MERAK ETTİKLERİM!…

Sürekli aklımda…

Fena "dolaşım" yapan merak ettiklerim var…

Zihin kurcalaması içerisindeyim..

"Okurlarımın da" bu işte payı ve "tetiklemesi de" yok değil yani!…

"Gaz verme" misali..

Bir de mesleğin gereği olarak, “fikri takip” şartı..

Merak ettiklerimden bir kaçını, bugün hasbi hale konu etmek istiyorum!!!..

Bakalım ne olacak?..

Kim ne diyecek, kim nasıl tavır içerisine girecek?

Belki, "görmedim, duymadım, bilmiyorum" kodundaki zat-ı muhteremler uyanır!…

Ve merak ettiklerimize birer yanıt verme zahmetinde bulunurlar..

İşe, güce Fransız takılanlar da, haberdar olur!..

Ne de olsa, yazıp-çiziyoruz birileri, "bizi aydınlatsın" diye!…

***

O KASA NERDE?

Yine Gazi Yaşargil Eğitim ve Araştırma Hastanesi..

Ki burası, "hizmete girdiği" gün itibariyle, hep beynimin bir tarafını "meşgul" edip durmuştur..

"Sağlıksız işliyor.." 

Şu son dönemde hayli; "meşgul" ediyor..

"Sırlar alemini" ortaya koyan, devasa soruları barındıran hadiseler "cirit" atıyor…

Arena!?..

Merak ettiğim, "Sağlık Kurulu Başkanlığına" ait, bilgisayarın kasası…

Öyle ya, tam da müfettişlerin inceleme başlatacağı günün bir önceki akşamı çalındı..

Hırsız, "iki ayaklının" biri..

Kasanın ve hırsızın akıbeti meçhul..

Polis iz üstünde…

Yakalanan var mı, bir iz bulundu mu?…

Yoksa denildiği gibi, "kasayı alan iki ayaklı, Dicle'nin obür tarafına" geçti mi?..

Bilemiyorum..

Ama birileri kulağıma fısıldıyor..

"Yok yok", o kasanın iki ayaklısı "evin içinde" hala…

"Kasa evin" bir mahzeni bölgesinde; "kilit altı?"…

Kilitte, "müfettişlik" olanların, kilidi altında!…
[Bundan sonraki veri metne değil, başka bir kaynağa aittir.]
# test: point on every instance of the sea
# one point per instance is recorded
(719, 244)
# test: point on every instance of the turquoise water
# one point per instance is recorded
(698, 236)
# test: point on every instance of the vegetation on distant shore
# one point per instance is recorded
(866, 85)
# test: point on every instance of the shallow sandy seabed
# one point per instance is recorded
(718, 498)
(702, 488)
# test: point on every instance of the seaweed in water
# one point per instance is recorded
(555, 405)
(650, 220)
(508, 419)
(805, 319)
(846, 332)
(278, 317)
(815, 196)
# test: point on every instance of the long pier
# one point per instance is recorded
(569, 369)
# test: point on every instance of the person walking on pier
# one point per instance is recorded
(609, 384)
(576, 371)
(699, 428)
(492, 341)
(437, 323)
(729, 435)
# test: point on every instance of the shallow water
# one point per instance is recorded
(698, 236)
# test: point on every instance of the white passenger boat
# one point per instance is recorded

Deniliyor ki, o kasa bir bulunursa..

Ne "lağım kanalları" çıkar?

***

MAKETLER SIR MI OLDU?

Merak edilen mevzuu, benden daha çok "okur" takibiyle, zihin meşgulümde!..
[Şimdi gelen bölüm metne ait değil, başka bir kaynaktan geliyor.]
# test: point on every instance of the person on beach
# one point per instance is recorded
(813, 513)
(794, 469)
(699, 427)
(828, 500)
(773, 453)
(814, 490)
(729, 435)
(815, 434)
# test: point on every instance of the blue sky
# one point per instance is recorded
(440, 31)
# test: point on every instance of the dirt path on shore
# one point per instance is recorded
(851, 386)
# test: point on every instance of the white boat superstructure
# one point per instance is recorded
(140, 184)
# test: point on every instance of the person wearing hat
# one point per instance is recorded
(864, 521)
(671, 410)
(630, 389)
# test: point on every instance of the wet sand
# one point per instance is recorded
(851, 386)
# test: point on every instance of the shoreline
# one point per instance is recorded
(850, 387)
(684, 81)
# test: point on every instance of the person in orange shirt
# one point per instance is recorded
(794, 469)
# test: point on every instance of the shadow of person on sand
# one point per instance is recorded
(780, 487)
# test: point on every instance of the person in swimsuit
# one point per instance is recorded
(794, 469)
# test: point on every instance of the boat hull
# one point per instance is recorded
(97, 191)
Malum, Diyarbakır Havaalanı kavşağında bir "peyzaj düzenlemesine" gidilmiş, iki tane de "maket" hazırlanıp, işte Diyarbakır'ın "sembolleri" diye sergilenmişti…

Birinde, karpuzun içerisinde dün itibariyle "teslim olup" Türkiye'ye getirilen bizim meşhur "tosuncuk" benzeri, Diyarbakırlıların ifadesiyle "kırase" bir adam…

Nasıl çocuğa benzetilmişse?..

Diğeri de, elinde kadayıf tepsisi olan bir adam!…

O da, görüntü şekliyle, değil Diyarbakırlı, bölgeli, Türkiyeli bile değil!..

İnfial, tepki, bizim de arada bir "gaza basma" halimizle yaptığımız eleştiriler!..

Netice itibariyle, "iki ucube maket" kaldırıldı..

Ve denildi ki, daha hassasiyet ve titizlik gösterilecek...

Vali beyin de 'onayıyla" yenileri yapılıp, monte edilecek!…

Ama üzerinden hayli zaman geçti, hala bir hareketlilik yok!..

Yoksa, iki makette kent dışından "ithal" organizasyonuna mı takıldı?..

Malum, Kayapınar bölgesindeki "baz istasyonlarına" libas edilen karpuz ve sur maketleri de kent dışı "ithal" edilmişti?..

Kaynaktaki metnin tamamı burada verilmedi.